A lot of elements contribute to 7x sooner enchancment by implementing a customized knowledge supply utilizing Python Knowledge Supply APi. They embrace the next:
- No short-term recordsdata: Conventional approaches write decompressed DICOM recordsdata to disk. The customized knowledge supply processes every part in reminiscence.
- Discount in # recordsdata to open: In our dataset [DOI: 10.7937/cf2p-aw56]1 from The Most cancers Imaging Archive (TCIA), we discovered 1,412 zip recordsdata containing 107,000 particular person DICOM and License textual content recordsdata. It is a 100x growth within the variety of recordsdata to open and course of.
- Partial reads: Our DICOM metadata zipdcm knowledge supply discards the bigger picture knowledge associated tags
"60003000,7FE00010,00283010,00283006")
- Decrease IO to and from storage: Earlier than, with unzip, we needed to write out 107,000 recordsdata, for a complete of 4TB of storage. The compressed knowledge downloaded from TCIA was solely 71 GB. With the
zipdcm
reader, we save 210,000+ particular person file IOs. - Partition‑Conscious Parallelism: As a result of the iterator exposes each high‑degree ZIPs and the members inside every archive, the info supply can create a number of logical partitions towards a single ZIP file. Spark subsequently spreads the workload throughout many executor cores with out first inflating the archive on a shared disk.
Taken collectively, these optimizations shift the bottleneck from disk and community I/O to pure CPU parsing, delivering an noticed 7× discount in finish‑to‑finish runtime on the reference dataset whereas conserving reminiscence utilization predictable and bounded.
Past Medical Imaging: The Healthcare Python Ecosystem
The Python Knowledge Supply API opens entry to the wealthy ecosystem of healthcare and life sciences Python packages:
- Medical Imaging: pydicom, SimpleITK, scikit-image for processing varied medical picture codecs
- Genomics: BioPython, pysam, genomics-python for processing genomic sequencing knowledge
- Laboratory Knowledge: Specialised parsers for circulate cytometry, mass spectrometry, and medical lab devices
- Pharmaceutical: RDKit for chemical informatics and drug discovery workflows
- Medical Knowledge: HL7 processing libraries for healthcare interoperability requirements
Every of those domains has mature, battle-tested Python libraries that may now be built-in into scalable Spark pipelines. Python’s dominance in healthcare knowledge science lastly interprets to production-scale knowledge engineering.
Getting Began
The weblog submit discusses how the Python Knowledge Supply API, mixed with Apache Spark, considerably improves medical picture ingestion. It highlights a 7x acceleration in DICOM file indexing and hashing, processing over 100,000 DICOM recordsdata in beneath 4 minutes, and lowering storage by 57x. The marketplace for radiology imaging analytics is valued at over $40 billion yearly, making these efficiency features a chance to assist decrease price whereas dashing automation of workflows. The authors acknowledge the creators of the benchmark dataset used of their research.
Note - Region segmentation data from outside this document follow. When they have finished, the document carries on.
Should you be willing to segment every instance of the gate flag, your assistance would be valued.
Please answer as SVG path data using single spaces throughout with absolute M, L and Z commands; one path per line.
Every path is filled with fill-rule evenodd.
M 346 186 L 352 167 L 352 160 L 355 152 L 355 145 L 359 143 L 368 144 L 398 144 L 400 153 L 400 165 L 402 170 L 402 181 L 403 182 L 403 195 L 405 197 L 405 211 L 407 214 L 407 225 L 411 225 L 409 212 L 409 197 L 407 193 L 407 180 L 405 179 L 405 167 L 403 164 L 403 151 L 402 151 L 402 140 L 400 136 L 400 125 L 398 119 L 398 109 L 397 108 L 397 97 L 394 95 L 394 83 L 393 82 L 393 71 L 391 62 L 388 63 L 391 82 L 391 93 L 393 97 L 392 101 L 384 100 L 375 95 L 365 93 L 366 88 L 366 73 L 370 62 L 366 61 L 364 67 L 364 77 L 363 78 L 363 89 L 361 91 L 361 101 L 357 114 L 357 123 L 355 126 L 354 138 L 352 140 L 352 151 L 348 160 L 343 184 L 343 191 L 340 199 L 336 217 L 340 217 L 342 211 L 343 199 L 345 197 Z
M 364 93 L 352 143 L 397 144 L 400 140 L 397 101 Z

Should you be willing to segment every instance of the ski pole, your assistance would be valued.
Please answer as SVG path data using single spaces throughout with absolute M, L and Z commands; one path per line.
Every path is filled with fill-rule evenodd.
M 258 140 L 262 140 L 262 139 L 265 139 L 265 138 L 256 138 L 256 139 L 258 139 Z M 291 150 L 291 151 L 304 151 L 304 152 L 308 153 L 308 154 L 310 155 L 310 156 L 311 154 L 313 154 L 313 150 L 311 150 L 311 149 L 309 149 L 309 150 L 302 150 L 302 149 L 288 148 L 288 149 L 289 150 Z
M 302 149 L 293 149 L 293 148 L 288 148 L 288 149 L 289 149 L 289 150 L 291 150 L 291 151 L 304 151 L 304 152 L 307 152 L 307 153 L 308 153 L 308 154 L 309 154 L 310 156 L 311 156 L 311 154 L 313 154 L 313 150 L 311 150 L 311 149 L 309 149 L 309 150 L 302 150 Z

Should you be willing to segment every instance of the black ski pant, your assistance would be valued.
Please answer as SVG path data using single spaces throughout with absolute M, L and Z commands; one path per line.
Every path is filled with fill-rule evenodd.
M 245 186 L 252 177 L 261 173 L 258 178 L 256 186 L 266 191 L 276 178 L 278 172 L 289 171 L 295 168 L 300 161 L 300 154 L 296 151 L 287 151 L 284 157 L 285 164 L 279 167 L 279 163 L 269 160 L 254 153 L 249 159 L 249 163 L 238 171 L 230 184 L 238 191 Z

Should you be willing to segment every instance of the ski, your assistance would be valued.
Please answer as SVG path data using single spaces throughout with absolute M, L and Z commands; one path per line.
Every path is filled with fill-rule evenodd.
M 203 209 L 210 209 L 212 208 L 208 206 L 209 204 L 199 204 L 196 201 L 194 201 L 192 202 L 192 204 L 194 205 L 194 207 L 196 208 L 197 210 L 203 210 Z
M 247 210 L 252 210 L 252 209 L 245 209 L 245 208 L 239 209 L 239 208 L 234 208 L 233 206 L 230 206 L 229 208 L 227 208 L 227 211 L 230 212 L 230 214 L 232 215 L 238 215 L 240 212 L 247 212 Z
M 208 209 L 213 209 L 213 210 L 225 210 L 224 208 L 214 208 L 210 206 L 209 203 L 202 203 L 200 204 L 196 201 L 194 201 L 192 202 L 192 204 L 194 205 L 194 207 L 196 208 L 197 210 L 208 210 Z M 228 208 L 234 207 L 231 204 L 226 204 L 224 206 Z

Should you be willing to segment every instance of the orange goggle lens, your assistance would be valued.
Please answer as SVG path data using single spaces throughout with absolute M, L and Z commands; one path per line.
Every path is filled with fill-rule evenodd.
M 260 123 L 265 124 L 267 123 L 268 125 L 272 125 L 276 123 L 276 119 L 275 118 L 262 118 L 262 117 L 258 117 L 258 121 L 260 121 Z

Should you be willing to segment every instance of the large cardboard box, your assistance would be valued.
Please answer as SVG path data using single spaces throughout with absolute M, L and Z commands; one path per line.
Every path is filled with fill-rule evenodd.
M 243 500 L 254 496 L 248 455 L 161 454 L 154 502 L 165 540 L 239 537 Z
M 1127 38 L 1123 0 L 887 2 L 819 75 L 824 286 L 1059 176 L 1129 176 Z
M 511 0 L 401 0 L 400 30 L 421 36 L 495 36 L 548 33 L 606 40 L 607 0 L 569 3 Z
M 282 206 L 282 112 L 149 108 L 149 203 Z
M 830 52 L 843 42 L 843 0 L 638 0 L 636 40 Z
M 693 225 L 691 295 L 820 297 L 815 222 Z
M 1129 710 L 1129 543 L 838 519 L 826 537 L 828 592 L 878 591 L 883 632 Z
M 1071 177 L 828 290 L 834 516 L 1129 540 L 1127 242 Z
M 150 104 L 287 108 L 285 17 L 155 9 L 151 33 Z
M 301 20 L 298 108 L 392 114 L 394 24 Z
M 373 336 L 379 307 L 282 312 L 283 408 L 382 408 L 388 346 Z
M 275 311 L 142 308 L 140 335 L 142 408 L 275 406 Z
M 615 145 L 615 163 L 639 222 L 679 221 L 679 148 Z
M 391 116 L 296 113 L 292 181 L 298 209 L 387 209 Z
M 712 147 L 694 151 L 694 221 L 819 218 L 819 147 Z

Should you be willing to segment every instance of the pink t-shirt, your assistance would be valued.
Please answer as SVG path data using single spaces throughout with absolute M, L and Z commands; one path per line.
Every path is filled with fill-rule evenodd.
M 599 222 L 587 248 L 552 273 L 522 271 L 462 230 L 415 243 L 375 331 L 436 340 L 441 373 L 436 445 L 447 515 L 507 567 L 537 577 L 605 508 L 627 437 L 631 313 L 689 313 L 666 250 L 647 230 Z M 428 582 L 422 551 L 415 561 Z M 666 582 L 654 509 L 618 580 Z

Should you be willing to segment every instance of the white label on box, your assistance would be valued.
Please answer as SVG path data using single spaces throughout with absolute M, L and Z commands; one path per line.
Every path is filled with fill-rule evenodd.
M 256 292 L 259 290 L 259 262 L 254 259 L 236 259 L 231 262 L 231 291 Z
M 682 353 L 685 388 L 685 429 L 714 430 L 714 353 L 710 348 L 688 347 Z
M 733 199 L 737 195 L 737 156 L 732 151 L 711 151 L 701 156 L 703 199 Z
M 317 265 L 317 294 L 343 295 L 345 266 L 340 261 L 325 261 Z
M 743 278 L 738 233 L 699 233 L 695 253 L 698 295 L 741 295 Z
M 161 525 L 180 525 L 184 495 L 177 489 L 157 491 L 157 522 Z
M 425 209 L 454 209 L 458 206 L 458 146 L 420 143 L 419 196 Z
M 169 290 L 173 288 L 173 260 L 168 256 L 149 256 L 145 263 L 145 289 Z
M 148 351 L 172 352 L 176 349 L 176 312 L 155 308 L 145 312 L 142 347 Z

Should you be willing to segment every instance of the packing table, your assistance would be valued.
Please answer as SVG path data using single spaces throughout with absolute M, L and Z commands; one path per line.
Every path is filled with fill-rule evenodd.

Rutherford, M. W., Nolan, T., Pei, L., Wagner, U., Pan, Q., Farmer, P., Smith, Ok., Kopchick, B., Laura Opsahl-Ong, Sutton, G., Clunie, D. A., Farahani, Ok., & Prior, F. (2025). Knowledge in Help of the MIDI-B Problem (MIDI-B-Artificial-Validation, MIDI-B-Curated-Validation, MIDI-B-Artificial-Take a look at, MIDI-B-Curated-Take a look at) (Model 1) [Dataset]. The Most cancers Imaging Archive. https://doi.org/10.7937/CF2P-AW56
Check out the info sources (“faux”, “zipcsv” and “zipdcm”) with equipped pattern knowledge, all discovered right here: https://github.com/databricks-industry-solutions/python-data-sources
Attain out to your Databricks account crew to share your use case and strategize on find out how to scale up the ingestion of your favourite knowledge sources to your analytic use instances.